The coronavirus (SARS-CoV-2) pandemic has led to increased mortality worldwide. Successful treatment of COVID-19 infection is a major goal and clinical trials are still on their road to make further improvement in halting this deadly disease. Among immune modulators, steroids play a pivotal role in severe COVID-19 pneumonia with cytokine storm syndrome (CSS) and have been shown to reduce progression to respiratory failure and death [8]. The largest meta-analysis of clinical trials by the World Health Organization (WHO), Rapid Evidence Appraisal for COVID-19 Therapies (REACT) [12], has proved that systemic steroids are effective in reducing in-hospital mortality among severe COVID-19 patients. The WHO has published guidelines for the use of low-dose steroids in severe and critically ill COVID-19 patients, highlighting their benefits in improving survival probability and the need for mechanical ventilation, and against their use in mild to moderate COVID-19 infection [30]. Steroid use in non-severe COVID-19 infection leads to worse clinical outcomes, as shown by a case study [31]. Similarly, in a meta-analysis by Van Paassen J et al. [32], steroids proved to be beneficial in severe COVID-19 infection, reducing mortality and need for mechanical ventilation. Early administration of steroids can decrease the number of days on invasive ventilation in patients with ARDS and reduce mortality as well as increase organ support-free days, proved by other studies [33,34,35]. These facts again show the plausible effects of systemic steroids in enhancing survival probability.

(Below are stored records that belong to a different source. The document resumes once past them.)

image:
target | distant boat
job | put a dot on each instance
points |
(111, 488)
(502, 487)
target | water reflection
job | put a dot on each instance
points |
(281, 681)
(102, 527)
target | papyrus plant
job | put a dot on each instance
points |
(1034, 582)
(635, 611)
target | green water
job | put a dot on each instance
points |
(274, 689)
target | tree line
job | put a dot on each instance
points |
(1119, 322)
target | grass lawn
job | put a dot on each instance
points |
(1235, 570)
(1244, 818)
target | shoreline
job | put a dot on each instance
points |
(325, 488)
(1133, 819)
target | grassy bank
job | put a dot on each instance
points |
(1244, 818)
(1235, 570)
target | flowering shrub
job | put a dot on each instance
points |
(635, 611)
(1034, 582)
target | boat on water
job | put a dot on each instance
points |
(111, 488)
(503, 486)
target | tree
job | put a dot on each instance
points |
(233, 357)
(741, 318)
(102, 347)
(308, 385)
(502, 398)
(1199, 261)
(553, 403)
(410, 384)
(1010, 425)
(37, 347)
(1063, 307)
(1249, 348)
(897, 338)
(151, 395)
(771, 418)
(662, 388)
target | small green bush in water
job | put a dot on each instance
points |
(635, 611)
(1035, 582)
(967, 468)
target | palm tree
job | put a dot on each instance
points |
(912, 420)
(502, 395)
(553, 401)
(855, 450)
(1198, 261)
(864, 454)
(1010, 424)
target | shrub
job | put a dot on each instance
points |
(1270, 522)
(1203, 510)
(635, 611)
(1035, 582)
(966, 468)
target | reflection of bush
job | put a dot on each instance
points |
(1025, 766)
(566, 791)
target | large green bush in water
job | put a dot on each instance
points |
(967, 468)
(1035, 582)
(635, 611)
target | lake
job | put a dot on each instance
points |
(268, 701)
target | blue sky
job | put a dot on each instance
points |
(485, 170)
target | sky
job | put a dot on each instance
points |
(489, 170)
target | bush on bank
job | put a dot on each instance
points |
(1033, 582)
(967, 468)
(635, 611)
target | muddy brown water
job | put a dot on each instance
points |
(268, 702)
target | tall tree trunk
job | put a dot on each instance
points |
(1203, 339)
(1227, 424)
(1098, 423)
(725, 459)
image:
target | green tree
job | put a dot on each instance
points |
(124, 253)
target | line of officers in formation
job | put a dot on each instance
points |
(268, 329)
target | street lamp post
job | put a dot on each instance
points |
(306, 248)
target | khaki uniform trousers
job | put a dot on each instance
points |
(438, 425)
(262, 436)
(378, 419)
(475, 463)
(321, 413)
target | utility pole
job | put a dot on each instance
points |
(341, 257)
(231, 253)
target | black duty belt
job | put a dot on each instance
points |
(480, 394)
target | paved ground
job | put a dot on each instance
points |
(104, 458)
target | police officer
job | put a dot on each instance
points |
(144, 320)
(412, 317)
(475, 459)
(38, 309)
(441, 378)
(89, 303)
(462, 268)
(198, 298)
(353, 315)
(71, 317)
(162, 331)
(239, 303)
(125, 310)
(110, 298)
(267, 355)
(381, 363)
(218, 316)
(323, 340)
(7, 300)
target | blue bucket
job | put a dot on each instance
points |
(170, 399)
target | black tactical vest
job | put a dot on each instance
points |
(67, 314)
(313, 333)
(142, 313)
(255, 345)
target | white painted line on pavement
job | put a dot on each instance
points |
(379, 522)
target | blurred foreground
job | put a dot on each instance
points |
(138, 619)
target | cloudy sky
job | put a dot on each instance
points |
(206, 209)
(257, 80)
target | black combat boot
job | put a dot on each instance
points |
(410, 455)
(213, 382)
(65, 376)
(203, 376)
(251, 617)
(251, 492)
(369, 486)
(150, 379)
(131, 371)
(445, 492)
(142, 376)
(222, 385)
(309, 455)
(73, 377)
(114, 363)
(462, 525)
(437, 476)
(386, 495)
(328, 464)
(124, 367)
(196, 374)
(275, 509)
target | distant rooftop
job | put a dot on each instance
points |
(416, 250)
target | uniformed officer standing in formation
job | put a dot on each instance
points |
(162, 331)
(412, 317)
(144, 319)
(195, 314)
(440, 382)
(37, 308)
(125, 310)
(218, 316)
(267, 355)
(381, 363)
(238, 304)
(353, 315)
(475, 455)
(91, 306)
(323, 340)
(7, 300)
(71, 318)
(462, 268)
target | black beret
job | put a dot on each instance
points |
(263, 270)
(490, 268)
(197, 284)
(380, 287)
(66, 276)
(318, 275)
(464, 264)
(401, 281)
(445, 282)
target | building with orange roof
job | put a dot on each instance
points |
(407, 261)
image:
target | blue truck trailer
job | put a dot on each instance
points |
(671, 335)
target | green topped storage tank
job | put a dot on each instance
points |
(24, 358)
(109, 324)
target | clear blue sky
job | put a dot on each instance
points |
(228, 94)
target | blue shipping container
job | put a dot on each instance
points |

Our study showed that patients who had multiple comorbidities developed more severe disease, and therefore required HDU admission. This is evident from data collected by Zhou F et al. [3] and Brook R et al. [36], showing that due to comorbidities, older-age patients had high inflammatory markers and suffered from more severe COVID-19 infection, thereby having a guarded prognosis. Furthermore, our results showed that advanced age, presence of co-morbid conditions, increased number of days on oxygen support and more days on mechanical ventilator were poor predictors of survival while low.

Dexamethasone 6 mg/day for 10 days improved survival outcomes in patients with severe COVID-19 infection. On the contrary, in the CoDEX trial by Tomazini BM et al. [37], use of 10–20 mg of Dexamethasone along with standard care vs. standard care alone was associated with increased number of ventilator-free days in severe COVID-19 patients with ARDS. However, this trial is different as it is comparing high-dose Dexamethasone with standard care; but in our study, we have compared different doses of steroids.

5. Conclusions

To conclude, this study provides evidence that low-dose corticosteroids are beneficial in reducing 30 day in hospital mortality in severe and critically ill COVID-19 patients, with few patients requiring invasive mechanical ventilation as compared to high-dose steroids.

Dexamethasone is on the list of essential medicines of the World Health Organization and is readily available worldwide at low cost.